The Conference could also provide a meaningful platform to draw attention to the key issues facing women in fishing communities. This is of critical importance given that women are known to play central roles in the fisheries and in sustaining fishing families and communities. They are also known to bring a different perspective to the fisheries management debatea perspective that brings together issues of fisheries, coastal management and community wellbeing, and that draws on the wide range of activities, of both a productive and reproductive nature, that women undertake.

There have been several commitments to gender equality, and to supporting women’s roles at the international level. Several countries have gender equality policies in place. Yet, it is highly unfortunate, as the articles in this issue of Yemaya point out, that the issues that affect women in the fisheries and in coastal communities continue to be inconsequential in ongoing fisheries development. This is closely linked to the predominant and narrow perspective of fisheries as being about fishermen, production, profits and exports, with comparatively little attention paid to issues of sustainability, technology, equity and community wellbeing.

It is crucial to set right this imbalance. Gender-differentiated roles and concerns along the whole fish supply chain must be taken into account, to develop clarity on fisheries problems and intervention points, as one of the articles in this issue suggests. At a fundamental level, it must be affirmed that fisheries management is as much about ensuring equity, sustainability and improving the quality of life of fishing communities.

Policies that recognize and support women in the fisheries sectorthat unequivocally help secure women’s rights to coastal and fisheries resources and to post-harvest benefits, and that protect their basic human rights, particularly to basic services, to social security, to participate in decisionmaking and to live a life free of violence, sexual abuse and fear, are necessary.
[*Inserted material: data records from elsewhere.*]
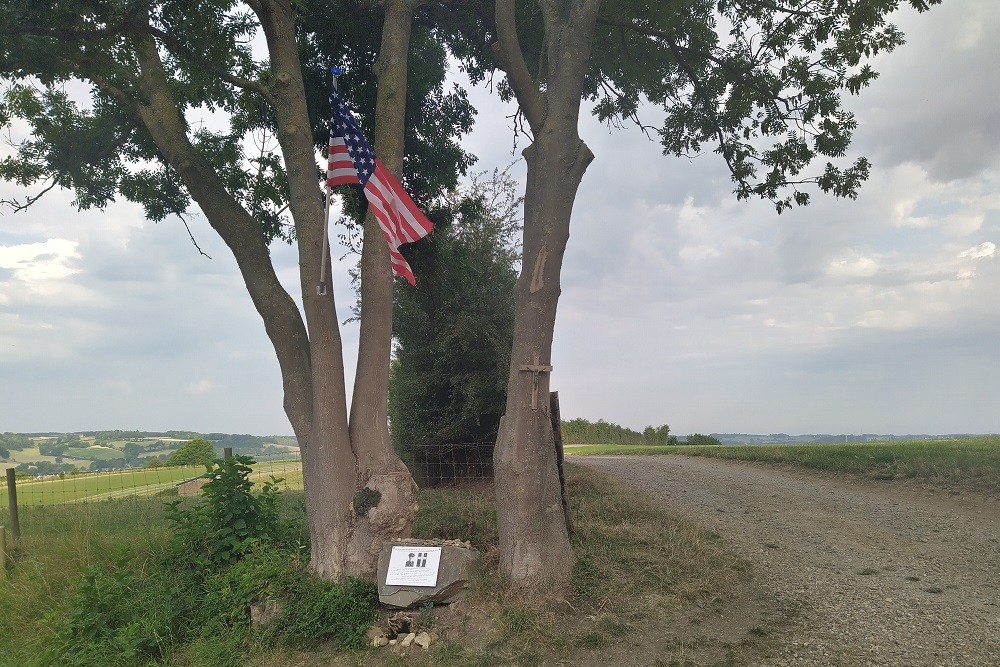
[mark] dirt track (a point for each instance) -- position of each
(871, 573)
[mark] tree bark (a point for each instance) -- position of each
(534, 541)
(390, 506)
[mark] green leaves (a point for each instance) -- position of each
(780, 73)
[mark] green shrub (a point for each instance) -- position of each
(230, 519)
(187, 601)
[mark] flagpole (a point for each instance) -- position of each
(321, 287)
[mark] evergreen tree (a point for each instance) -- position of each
(453, 335)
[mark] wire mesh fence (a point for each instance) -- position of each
(69, 501)
(437, 465)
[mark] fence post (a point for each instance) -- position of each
(15, 525)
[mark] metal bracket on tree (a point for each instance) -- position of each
(535, 369)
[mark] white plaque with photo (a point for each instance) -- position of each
(413, 566)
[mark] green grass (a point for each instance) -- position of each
(635, 563)
(132, 482)
(57, 546)
(971, 463)
(605, 450)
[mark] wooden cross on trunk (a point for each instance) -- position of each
(535, 369)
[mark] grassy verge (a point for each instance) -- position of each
(970, 463)
(637, 569)
(636, 565)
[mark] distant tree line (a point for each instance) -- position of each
(14, 441)
(584, 432)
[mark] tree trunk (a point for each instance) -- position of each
(534, 539)
(386, 504)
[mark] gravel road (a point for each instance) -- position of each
(879, 573)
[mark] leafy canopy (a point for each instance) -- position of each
(758, 82)
(72, 72)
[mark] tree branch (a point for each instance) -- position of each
(176, 46)
(29, 200)
(508, 52)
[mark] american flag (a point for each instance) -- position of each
(352, 162)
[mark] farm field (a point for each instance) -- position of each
(133, 482)
(972, 462)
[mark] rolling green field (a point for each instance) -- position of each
(972, 463)
(135, 482)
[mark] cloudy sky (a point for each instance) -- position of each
(680, 305)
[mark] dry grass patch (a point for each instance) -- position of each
(638, 570)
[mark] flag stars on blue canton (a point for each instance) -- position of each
(361, 153)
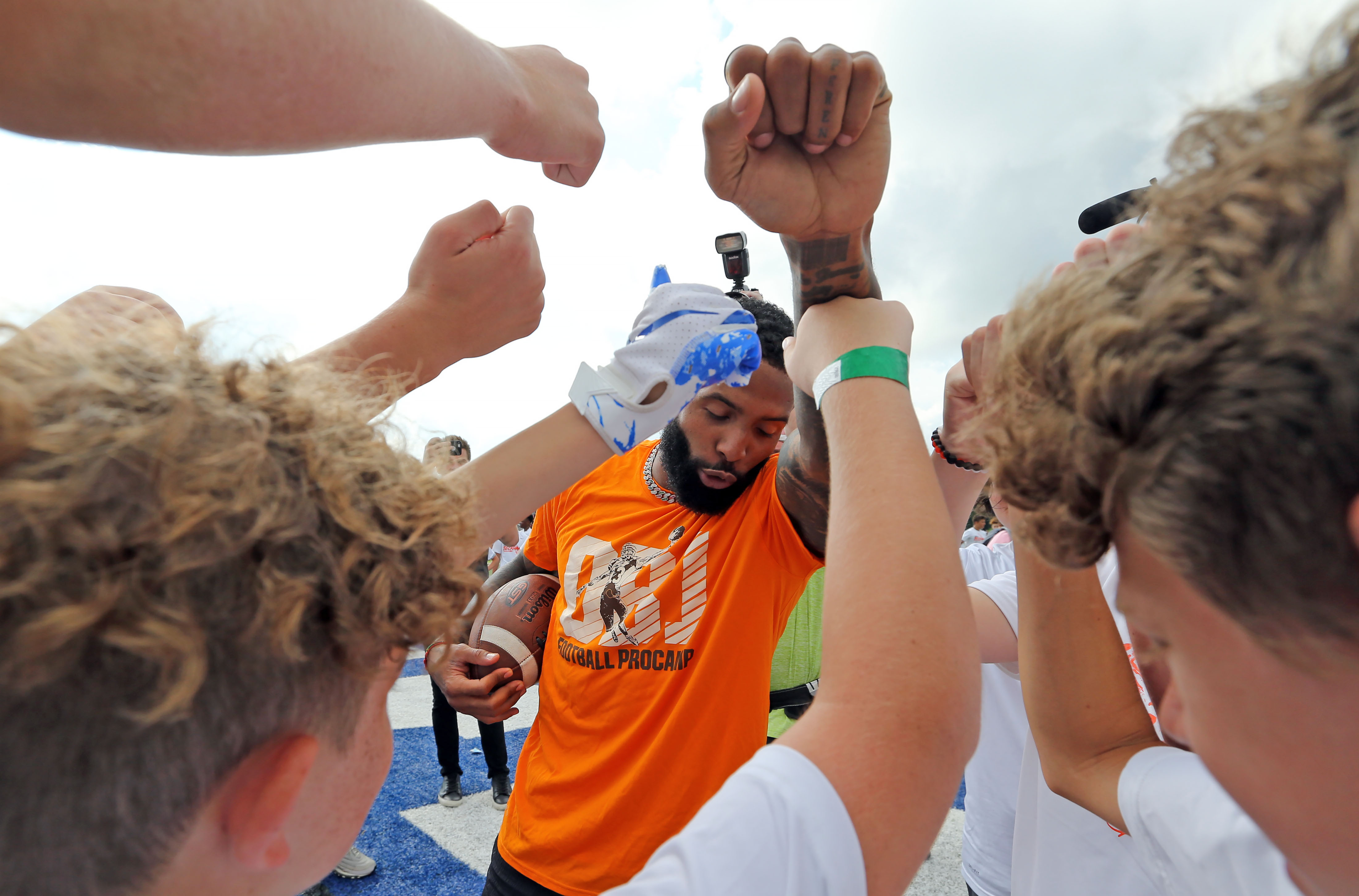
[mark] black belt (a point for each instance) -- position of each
(794, 701)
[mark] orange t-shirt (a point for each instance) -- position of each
(655, 681)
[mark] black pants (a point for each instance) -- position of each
(446, 739)
(505, 880)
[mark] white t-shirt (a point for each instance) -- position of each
(506, 552)
(776, 827)
(1058, 849)
(988, 823)
(1190, 836)
(982, 563)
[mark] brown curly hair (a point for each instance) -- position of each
(1206, 390)
(195, 557)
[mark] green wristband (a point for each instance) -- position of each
(872, 360)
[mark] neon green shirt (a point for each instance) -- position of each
(797, 660)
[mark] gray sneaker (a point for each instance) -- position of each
(355, 865)
(450, 792)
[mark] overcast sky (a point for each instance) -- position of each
(1009, 120)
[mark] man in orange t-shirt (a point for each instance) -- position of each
(677, 577)
(681, 560)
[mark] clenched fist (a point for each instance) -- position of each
(556, 123)
(478, 280)
(475, 286)
(802, 143)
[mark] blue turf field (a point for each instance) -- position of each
(416, 853)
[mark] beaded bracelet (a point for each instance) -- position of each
(952, 458)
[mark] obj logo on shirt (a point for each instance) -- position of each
(617, 606)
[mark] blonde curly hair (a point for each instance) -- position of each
(1205, 391)
(195, 556)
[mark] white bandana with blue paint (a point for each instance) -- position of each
(688, 337)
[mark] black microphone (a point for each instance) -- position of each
(1112, 211)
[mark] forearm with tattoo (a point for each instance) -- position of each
(823, 269)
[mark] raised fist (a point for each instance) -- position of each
(802, 143)
(478, 280)
(559, 123)
(108, 312)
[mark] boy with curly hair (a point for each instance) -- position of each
(1190, 393)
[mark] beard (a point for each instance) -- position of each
(684, 469)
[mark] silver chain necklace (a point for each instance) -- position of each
(651, 484)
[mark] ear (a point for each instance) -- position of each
(1171, 713)
(260, 795)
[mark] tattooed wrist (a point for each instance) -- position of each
(829, 266)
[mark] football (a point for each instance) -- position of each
(514, 624)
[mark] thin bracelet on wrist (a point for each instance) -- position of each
(952, 458)
(431, 648)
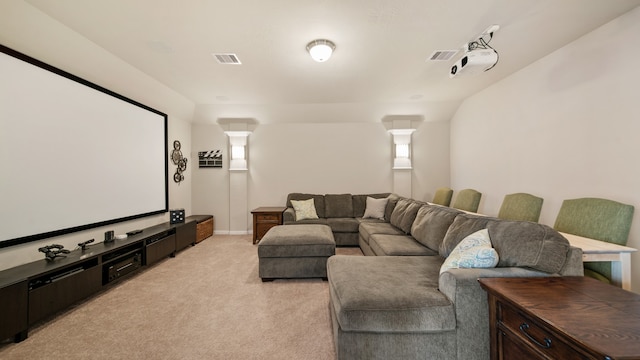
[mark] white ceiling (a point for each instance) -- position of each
(382, 45)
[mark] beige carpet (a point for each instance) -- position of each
(206, 303)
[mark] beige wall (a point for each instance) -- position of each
(564, 127)
(346, 157)
(27, 30)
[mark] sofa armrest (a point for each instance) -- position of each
(289, 216)
(573, 266)
(471, 306)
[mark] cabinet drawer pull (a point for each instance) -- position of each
(547, 342)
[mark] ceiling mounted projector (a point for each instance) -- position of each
(478, 55)
(474, 61)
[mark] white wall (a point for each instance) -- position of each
(564, 127)
(336, 157)
(27, 30)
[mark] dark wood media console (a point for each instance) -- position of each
(32, 292)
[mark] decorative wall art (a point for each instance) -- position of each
(179, 161)
(210, 159)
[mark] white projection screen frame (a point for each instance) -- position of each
(74, 155)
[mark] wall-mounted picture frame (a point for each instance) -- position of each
(210, 159)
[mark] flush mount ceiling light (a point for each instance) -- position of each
(321, 49)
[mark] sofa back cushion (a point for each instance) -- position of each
(360, 202)
(317, 199)
(404, 214)
(463, 225)
(518, 243)
(391, 205)
(338, 205)
(431, 225)
(528, 244)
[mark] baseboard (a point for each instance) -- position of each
(234, 232)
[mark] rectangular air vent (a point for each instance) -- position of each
(442, 55)
(227, 59)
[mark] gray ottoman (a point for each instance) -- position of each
(295, 251)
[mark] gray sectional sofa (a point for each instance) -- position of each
(398, 304)
(341, 212)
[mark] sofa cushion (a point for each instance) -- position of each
(398, 245)
(518, 243)
(338, 206)
(474, 251)
(463, 225)
(391, 205)
(528, 244)
(367, 229)
(407, 300)
(431, 225)
(360, 202)
(339, 225)
(320, 221)
(317, 199)
(305, 209)
(404, 214)
(375, 208)
(398, 212)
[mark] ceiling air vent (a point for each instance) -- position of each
(442, 55)
(227, 59)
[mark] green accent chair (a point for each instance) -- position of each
(467, 200)
(443, 196)
(599, 219)
(521, 206)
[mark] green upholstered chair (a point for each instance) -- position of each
(442, 196)
(599, 219)
(521, 206)
(467, 200)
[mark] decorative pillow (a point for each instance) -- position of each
(305, 209)
(375, 208)
(474, 251)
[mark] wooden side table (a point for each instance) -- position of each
(264, 218)
(561, 318)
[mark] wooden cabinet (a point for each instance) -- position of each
(13, 311)
(561, 318)
(185, 235)
(264, 218)
(204, 226)
(159, 248)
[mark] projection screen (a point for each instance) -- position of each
(74, 155)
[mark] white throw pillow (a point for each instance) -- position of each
(375, 208)
(474, 251)
(305, 209)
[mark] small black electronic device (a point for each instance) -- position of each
(84, 244)
(52, 251)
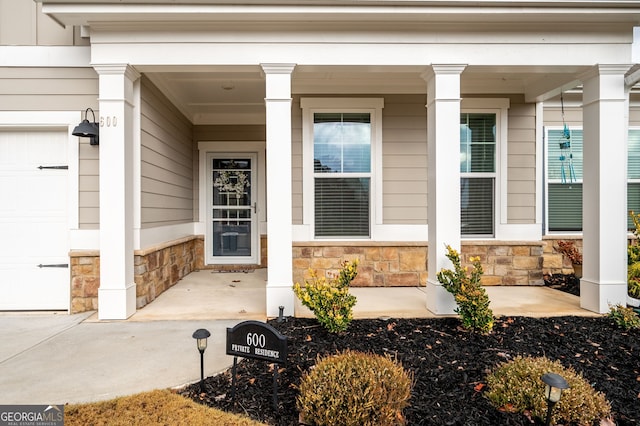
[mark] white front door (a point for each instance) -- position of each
(34, 261)
(232, 232)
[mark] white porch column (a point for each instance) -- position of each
(604, 202)
(279, 218)
(443, 140)
(117, 292)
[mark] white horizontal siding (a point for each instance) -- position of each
(404, 160)
(521, 162)
(167, 162)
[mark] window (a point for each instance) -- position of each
(477, 173)
(342, 143)
(564, 178)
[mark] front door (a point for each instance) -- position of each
(232, 230)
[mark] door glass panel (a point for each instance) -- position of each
(232, 206)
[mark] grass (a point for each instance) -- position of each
(158, 407)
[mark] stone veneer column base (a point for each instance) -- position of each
(401, 264)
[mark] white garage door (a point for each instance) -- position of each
(34, 270)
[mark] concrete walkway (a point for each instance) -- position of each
(55, 358)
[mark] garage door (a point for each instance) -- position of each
(34, 270)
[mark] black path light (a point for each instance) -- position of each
(554, 385)
(201, 336)
(88, 129)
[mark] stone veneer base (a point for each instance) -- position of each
(387, 264)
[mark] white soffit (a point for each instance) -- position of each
(85, 13)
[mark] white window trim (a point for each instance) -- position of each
(374, 107)
(500, 107)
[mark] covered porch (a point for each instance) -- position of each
(212, 295)
(288, 59)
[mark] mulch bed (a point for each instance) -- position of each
(449, 365)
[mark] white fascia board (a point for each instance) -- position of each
(86, 14)
(45, 56)
(354, 54)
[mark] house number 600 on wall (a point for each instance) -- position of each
(108, 121)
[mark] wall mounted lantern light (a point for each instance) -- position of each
(554, 385)
(88, 129)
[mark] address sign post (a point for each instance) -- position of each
(256, 340)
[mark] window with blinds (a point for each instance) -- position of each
(564, 179)
(342, 174)
(478, 173)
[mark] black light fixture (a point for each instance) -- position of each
(88, 129)
(201, 336)
(554, 385)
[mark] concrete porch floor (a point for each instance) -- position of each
(212, 295)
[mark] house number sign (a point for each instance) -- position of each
(257, 340)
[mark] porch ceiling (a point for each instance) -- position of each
(235, 95)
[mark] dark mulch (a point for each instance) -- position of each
(449, 365)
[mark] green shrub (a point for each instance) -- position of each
(329, 299)
(471, 297)
(633, 259)
(633, 286)
(354, 388)
(624, 317)
(516, 386)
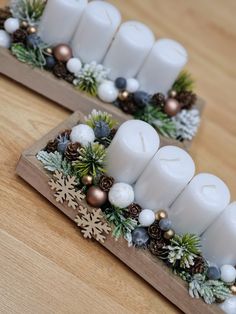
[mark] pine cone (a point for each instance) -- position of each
(72, 151)
(51, 146)
(106, 183)
(157, 248)
(186, 99)
(199, 266)
(154, 231)
(158, 100)
(19, 36)
(60, 70)
(5, 13)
As time closes in for the international conference, we urge that all those engaged in small-scale fisheries take this opportunity to draw attention to these vital issues, thereby giving voice and visibility to the struggles of women in coastal communities worldwide. We urge that actions and policies proposed are translated into concrete action at the national and local level, in the interests of resource sustainability, community wellbeing and gender justice.